The endpoint is only used when it is configured in app/etc/env.php. Until then, the JS API uses the default Magento admin controller, so this section is entirely optional.
Not an open compilation server
The standalone endpoint requires a valid Magento admin session — it cannot be called without one — so exposing it does not create an open, unauthenticated compilation service.

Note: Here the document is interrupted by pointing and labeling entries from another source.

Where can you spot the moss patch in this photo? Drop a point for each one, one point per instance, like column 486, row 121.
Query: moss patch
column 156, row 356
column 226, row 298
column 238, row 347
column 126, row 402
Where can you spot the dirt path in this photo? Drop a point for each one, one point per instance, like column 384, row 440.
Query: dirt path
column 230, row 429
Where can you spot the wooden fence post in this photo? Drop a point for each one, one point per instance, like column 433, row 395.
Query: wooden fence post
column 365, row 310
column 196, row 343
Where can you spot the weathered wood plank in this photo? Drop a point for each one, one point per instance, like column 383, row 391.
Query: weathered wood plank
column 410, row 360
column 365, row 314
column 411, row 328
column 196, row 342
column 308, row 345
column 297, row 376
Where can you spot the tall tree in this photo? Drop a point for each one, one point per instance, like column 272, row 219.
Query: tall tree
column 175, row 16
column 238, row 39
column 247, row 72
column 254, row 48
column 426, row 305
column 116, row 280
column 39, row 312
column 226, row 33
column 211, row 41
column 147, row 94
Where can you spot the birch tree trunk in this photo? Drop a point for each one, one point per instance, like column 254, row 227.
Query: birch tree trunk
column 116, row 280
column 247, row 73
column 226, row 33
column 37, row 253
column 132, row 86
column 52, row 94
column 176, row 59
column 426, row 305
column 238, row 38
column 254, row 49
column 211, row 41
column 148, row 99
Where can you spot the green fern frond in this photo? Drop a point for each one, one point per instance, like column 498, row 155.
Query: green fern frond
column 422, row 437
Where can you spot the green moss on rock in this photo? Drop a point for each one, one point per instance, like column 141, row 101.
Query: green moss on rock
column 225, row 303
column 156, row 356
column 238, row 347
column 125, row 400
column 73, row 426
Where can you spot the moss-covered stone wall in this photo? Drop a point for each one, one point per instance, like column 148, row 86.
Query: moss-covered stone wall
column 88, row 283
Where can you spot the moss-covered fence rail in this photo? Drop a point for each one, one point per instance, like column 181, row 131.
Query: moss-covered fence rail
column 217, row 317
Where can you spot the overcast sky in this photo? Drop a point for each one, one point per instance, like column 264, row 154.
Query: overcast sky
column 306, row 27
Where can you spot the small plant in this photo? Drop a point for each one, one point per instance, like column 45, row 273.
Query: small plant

To enable it, configure the endpoint in app/etc/env.php:
Most web server setups execute any .php file under pub/ and need no further configuration. Some hardened setups — such as Magento's sample nginx config, which only whitelists specific entry points — need an explicit location so cms-tailwind.php is allowed to run. For nginx:
# Hyvä CMS Tailwind Compiler standalone endpoint
location = /cms-tailwind.php {
fastcgi_pass fastcgi_backend;
fastcgi_param SCRIPT_FILENAME $document_root$fastcgi_script_name;
include fastcgi_params;
}
When to Restart the Daemon
The daemon caches each theme's Tailwind compiler for the lifetime of the process. Restart it after:
- Changing a theme's Tailwind configuration (
tailwind.config.jsfor v3,tailwind-source.cssfor v4) - Changing a theme's
postcss.config.js(v3 only) - Switching a theme's Git branch (for example between major versions)
- Adding or removing Tailwind plugins in a theme's
package.json - Running
npm installin a theme'sweb/tailwind/directory - Deleting and regenerating
generated/hyva-source.cssorgenerated/hyva-tokens.css
Changes to web/css/styles.css do not require a restart — the daemon watches that file and reloads its selector cache automatically.